Poor sleep habits affect your Sympathetic and Parasympathetic tones resulting in an overall decreased health in the activity of the ANS. This can be a tough one for people who feel depressed. Depression often coincides with poor sleep habits; you can’t fall to sleep, can’t stay asleep, or you fall to sleep way too late and then have trouble getting up.
Regardless of which category of sleep problems you may or may not fit into, feeling tired and feeling depressed are highly correlated. It’s that feeling thing again. The sensations are just too close and one can trigger the other.
Do these things to improve your sleep:
- Train your brain to sleep by developing bedtime rituals (hygiene, journaling, reading, meditating…)

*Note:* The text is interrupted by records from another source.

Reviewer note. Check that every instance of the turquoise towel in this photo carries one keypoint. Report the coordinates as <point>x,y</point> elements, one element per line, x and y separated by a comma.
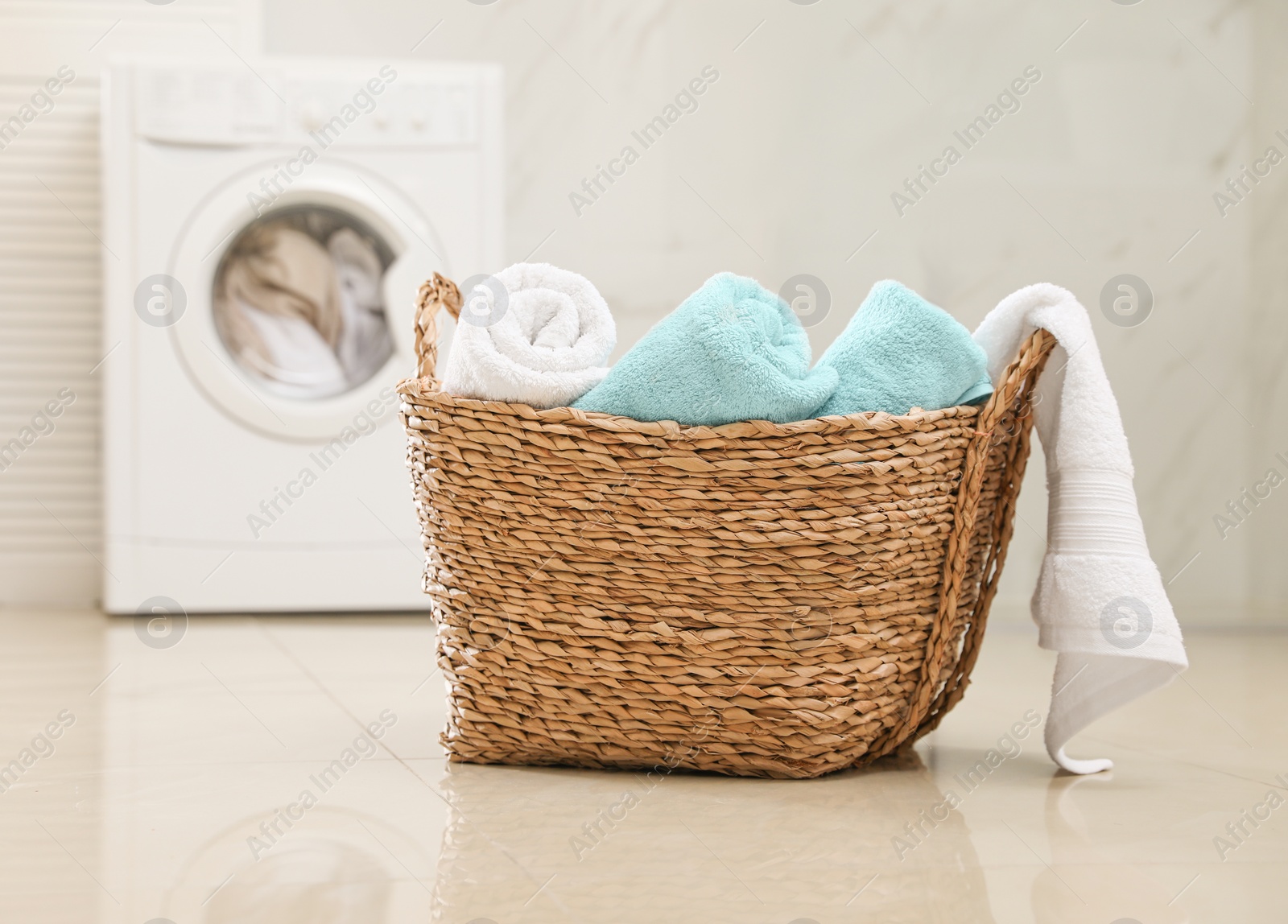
<point>898,353</point>
<point>731,352</point>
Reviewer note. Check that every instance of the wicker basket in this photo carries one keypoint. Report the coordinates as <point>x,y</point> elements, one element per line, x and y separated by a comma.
<point>753,599</point>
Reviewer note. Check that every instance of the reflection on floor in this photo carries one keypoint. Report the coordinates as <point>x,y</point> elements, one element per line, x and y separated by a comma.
<point>287,769</point>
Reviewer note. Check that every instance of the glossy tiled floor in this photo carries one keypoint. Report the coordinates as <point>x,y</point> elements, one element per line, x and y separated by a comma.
<point>174,766</point>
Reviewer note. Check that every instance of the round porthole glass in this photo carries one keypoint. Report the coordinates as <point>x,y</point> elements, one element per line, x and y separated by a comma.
<point>299,304</point>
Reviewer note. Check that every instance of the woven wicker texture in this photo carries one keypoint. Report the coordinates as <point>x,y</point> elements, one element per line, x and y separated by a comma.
<point>753,599</point>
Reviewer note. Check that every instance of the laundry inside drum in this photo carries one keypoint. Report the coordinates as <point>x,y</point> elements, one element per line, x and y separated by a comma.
<point>299,304</point>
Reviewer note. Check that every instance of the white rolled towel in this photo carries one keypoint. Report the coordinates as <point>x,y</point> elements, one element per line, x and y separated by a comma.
<point>1100,601</point>
<point>535,335</point>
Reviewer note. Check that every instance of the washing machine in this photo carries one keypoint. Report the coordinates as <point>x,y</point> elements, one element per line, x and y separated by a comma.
<point>266,227</point>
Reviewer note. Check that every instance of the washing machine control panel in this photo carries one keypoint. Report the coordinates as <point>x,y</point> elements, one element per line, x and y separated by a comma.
<point>257,105</point>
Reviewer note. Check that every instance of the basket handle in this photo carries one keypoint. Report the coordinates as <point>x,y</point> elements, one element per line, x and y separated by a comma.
<point>437,292</point>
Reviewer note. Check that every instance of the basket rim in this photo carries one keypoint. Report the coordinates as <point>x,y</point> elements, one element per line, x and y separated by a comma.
<point>429,389</point>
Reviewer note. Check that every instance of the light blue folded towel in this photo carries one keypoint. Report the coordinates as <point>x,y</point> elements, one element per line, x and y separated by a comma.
<point>731,352</point>
<point>898,353</point>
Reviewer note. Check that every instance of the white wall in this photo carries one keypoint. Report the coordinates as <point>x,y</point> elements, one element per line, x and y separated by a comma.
<point>787,167</point>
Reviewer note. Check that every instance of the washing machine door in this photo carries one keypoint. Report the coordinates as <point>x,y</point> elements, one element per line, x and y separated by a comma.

- Support the natural circadian rhythms by slowing down in the evening and dimming lights to reflect what the earth does naturally.
- Avoid screen time for 2 hours before sleeping. If you must be on a screen, turn down the brightness.
- Make your room really dark or use a sleep mask.
- Commit to a fairly consistent sleep schedule.
Your nervous system learned to pay close attention to things that resemble a particularly tough experience in your life. For some people that experience is readily remembered, for some, it is many small experiences and for others, it is not yet apparent what has triggered their sensitivity. Learning happens at different speeds depending on the obstacles that are present.
If you have depression, your nervous system can unlearn it. Be consistent with exploring the sensation and using breath to alter it, eat well, sleep well and above all else, be compassionate if the changes do not occur as fast as you want them to.
One problem with the common understanding of depression is that people think depression is an “I am” statement. It is common to say and believe, “I am depressed.”
There is a difference between saying “I am depressed” and “I feel depressed.” Depression is a feeling. It may be a very strong and recurrent feeling but it is a feeling. People are much more than what they feel at any particular moment.
Even when there is a diagnosis of depression or dysthymia, high functioning long-term depression, there are moments when the feeling of depression is absent. Feelings come and go, some last longer than others but none are definitive. Depressed is not an all-encompassing characteristic. “I am depressed” is wrong because depressed is how you may feel at a given point in time. It is not who you are.